I selected this exercise for a deep explanation as sometimes it is implemented in the training plan. I use Kettlebell swing in my program as endurance training and I find it essential for clients to read these instructions before supervised or non-supervised training session.
Kettlebell swing is an essential movement pattern that will be assisting you with other strength training movements. Hip Hinge is the main drive of this exercise and learning how to Hip Hinge and understanding the target muscle will take your training to the next level.
So I have prepared some introductory instructions for clients to understand the basics.
The kettlebell swing is a dynamic full-body exercise that can help improve strength, endurance, and explosiveness. When performed correctly, it targets several muscle groups, including the legs, glutes, lower back, shoulders, and core. Here's a step-by-step guide on how to do a kettlebell swing:
- Begin by placing the kettlebell on the ground in front of you.
- Stand with your feet shoulder-width apart, toes pointing slightly outward.
- Position the kettlebell between your feet with the handle running perpendicular to your stance.
- Bend at the hips and knees to lower your body, keeping your back straight and chest up.
- Reach down and grasp the kettlebell handle with both hands using an overhand grip (palms facing you).
- Your arms should be fully extended, and your shoulders should be packed down and back.
Engage Your Core:
- Tighten your core muscles to stabilize your spine and protect your lower back.
- Initiate the swing by driving your hips back and bending your knees slightly, similar to the setup of a deadlift.
- Keep your gaze forward, and maintain a neutral spine position.
- Explosively thrust your hips forward and stand up while swinging the kettlebell upward. Your arms should stay straight as you do this.
- The power for the swing should come from your hips and glutes, not from your arms. Imagine you are trying to push your hips forward and "hump" the air.
- Keep your shoulders down and back as the kettlebell swings upward.
- At the top of the swing, the kettlebell should be at chest height or slightly above, and your body should form a straight line from head to heels.
- Avoid overextending your back or letting your shoulders rise too high.
- Allow the kettlebell to swing back down naturally, but don't let it pull you forward. Your body should hinge at the hips.
- As the kettlebell swings down, bend your hips and knees slightly to load your hips for the next swing.

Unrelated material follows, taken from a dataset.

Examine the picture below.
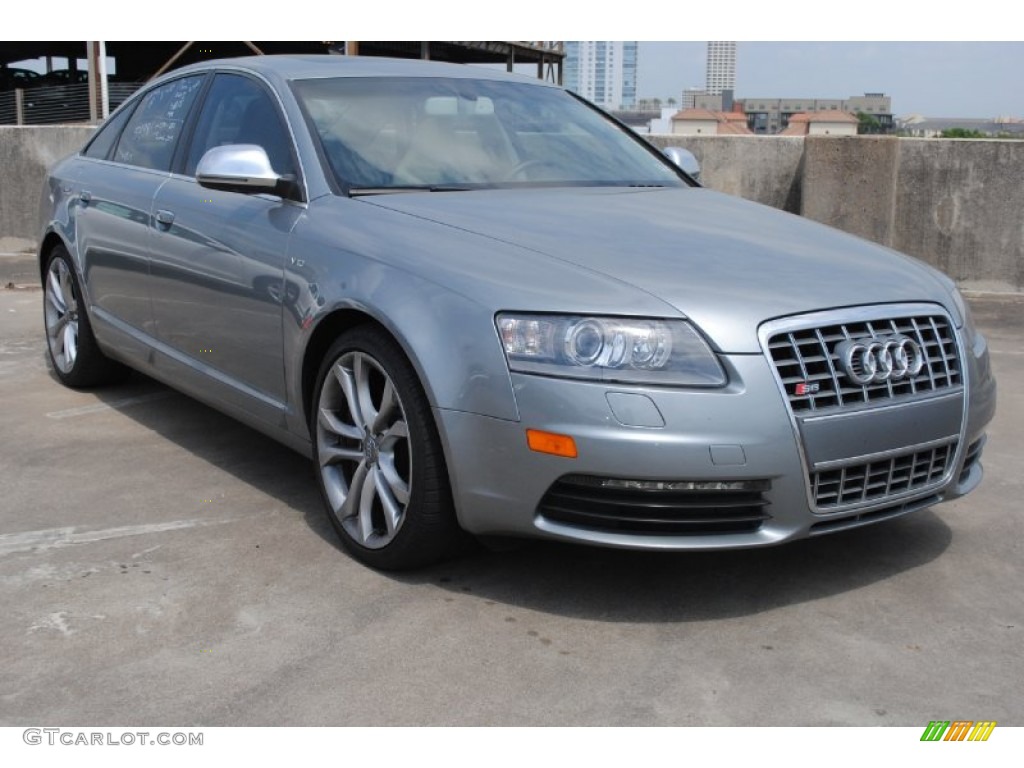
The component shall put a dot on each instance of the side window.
(153, 131)
(239, 111)
(108, 135)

- Continue the swinging motion with a controlled and rhythmic movement.
- Aim for 10-20 swings per set, depending on your fitness level.

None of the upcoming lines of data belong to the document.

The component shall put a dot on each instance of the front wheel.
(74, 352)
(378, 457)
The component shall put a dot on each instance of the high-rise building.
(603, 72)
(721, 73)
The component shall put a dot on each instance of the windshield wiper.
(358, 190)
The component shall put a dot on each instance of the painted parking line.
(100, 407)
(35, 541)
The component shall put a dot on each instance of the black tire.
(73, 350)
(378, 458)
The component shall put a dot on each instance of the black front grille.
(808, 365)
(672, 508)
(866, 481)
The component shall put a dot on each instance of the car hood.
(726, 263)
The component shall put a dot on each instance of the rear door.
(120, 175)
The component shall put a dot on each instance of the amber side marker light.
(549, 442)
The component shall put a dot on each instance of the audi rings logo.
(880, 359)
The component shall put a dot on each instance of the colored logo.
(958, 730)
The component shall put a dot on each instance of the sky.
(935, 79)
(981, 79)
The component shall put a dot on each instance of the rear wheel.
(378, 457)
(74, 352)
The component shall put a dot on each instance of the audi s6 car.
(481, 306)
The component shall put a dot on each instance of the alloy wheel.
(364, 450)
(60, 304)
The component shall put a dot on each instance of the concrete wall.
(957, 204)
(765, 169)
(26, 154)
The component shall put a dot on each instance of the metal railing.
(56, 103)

- Once you've completed your desired number of repetitions, carefully place the kettlebell back on the ground with proper form.
- Start with a lighter weight to master the form before increasing the load.
- Focus on maintaining good posture and engaging your core throughout the exercise.
- Don't use your arms to lift the kettlebell; the power should come from your hips and lower body.
- Keep the movement fluid and avoid jerking or swinging too aggressively.
- Always warm up before starting your kettlebell swing workout to prevent injury.